Not wishing to gloss over a very competent introduction to Calvin’s early formulations of a doctrine of the Lord’s Supper, a highlight of the day for me was a paper looking at Calvin’s whole work as standing in continuity with the medieval and patristic monastic tradition. It’s a counter intuitive idea, because Calvin had some trenchant criticisms to make of the monastic orders of his own day. But the speaker made a good case that Calvin was attempting to take the monastic life out of the monastery (or at least to plunder the monastic treasury) and make it accessible to ordinary Christian believers – he coined the nice phrase ‘the Monkhood of All Believers’. He pointed out Calvin’s commitment to Psalm singing by lectionary calendar (we had done some of that, lustily, in our opening worship, in the Genevan style), and to a daily pattern of prayer at set times (or at least set occasions, rather like the monastic office). He emphasised Calvin’s view that all Christians have a high vocation and, given the degree of accountability of citizens in Geneva to the authorities for their behaviour, posed the idea that Calvin functioned as a bit of a secular abbot. I found it thought provoking, I must say.

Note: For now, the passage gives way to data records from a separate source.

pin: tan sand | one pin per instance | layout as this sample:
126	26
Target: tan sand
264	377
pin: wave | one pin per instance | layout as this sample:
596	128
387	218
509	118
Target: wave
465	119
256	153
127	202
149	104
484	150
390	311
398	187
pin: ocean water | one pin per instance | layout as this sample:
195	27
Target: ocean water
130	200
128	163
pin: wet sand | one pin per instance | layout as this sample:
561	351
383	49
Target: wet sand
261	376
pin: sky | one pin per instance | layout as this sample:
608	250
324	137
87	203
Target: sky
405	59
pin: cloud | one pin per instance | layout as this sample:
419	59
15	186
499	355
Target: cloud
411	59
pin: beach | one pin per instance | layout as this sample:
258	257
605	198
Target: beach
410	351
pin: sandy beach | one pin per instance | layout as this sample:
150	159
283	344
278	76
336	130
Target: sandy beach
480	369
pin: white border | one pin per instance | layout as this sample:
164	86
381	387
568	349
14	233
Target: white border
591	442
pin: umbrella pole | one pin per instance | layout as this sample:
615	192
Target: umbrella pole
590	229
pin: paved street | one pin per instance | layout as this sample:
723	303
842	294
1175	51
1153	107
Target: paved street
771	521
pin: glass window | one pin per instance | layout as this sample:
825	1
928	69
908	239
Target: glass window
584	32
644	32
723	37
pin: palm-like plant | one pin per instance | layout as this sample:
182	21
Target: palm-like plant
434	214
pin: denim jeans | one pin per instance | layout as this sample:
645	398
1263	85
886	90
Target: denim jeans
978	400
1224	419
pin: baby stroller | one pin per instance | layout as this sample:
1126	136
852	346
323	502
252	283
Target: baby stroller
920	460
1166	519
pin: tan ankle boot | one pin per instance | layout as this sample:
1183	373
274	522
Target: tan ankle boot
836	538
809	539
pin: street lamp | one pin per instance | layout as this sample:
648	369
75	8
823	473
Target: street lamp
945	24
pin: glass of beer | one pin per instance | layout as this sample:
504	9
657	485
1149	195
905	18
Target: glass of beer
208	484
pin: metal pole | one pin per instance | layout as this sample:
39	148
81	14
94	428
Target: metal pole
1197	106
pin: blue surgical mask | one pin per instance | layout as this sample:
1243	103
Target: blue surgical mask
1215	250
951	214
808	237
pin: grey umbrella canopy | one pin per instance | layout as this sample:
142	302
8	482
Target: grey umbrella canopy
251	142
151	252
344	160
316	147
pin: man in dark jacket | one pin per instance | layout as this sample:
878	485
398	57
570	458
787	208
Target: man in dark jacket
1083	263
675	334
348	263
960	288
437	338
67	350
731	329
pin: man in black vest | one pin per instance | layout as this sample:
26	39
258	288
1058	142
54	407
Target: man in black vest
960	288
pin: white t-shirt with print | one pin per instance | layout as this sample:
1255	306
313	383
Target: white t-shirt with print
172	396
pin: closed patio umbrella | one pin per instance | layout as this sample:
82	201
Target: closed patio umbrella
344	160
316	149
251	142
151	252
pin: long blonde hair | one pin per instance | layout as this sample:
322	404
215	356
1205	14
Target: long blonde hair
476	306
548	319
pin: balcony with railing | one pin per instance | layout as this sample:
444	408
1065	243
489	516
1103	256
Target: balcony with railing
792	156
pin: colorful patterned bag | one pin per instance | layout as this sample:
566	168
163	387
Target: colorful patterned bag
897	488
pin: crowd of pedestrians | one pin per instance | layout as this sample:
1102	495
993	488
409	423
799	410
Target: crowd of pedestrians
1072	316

This evening we’ve enjoyed an official conference dinner, hosted by the Rector of the University (the Vice Chancellor). He is a remarkable man… Prof Jonathan Jansen. (He told us his father is Abraham, and his mother is Sarah and that all his brothers and sisters, like himself, have biblical forenames… except one, ‘and he’s the only decent one among us’.) He told us how he had abandoned a Christian faith as a teenager to join the struggle to end apartheid (because the church, classically, kept telling him not to engage in politics but to remember his ‘citizenship is in heaven’), only to find that the anger he developed became a liability to him in later years. ‘I’m ashamed to tell you this today’, he said, ‘but I came to hate white people’. But he subsequently came (through a journey that introduced him to Liberation Theology and Black Theology) to realise that he himself stood in need of forgiveness and of the presence of God in his life, that it was only in being forgiven that he found a capacity to forgive. It was an inspiring speech from a man with a touch of Mandela about him.
The only drawback was that the venue was c-c-c-c-cold. It’s the end of winter here. The climate is very predictable and all three days we’ve had clear blue skies, lots of sunshine and temperatures in the middle of the day in the early 20s. But in the early mornings and in the evenings and overnight, it is cold. It dips to freezing point in fact. And most of us had dressed for the conference day, not for the dinner – or had assumed that the dinner would be in a well-heated venue. But we were in an usual place out in the countryside outside Bloemfontein, in a wooden structure with thin walls. It was pretty, but not warm… and even the large open fire in the downstairs courtyard only thawed out our feet before we got on the coach to return to our lodging. My heating is on full blast tonight and I can gradually feel the blood in my feet unfreezing!
Oh, and the crocodile was a disappointment. He looks very sorry for himself, like any wild animal in captivity. He lies in his pool, which is heavily fenced in, and barely moves. Why should he? His food is tossed to him daily, and in any case, there’s nowhere to go. Must be a parable of something.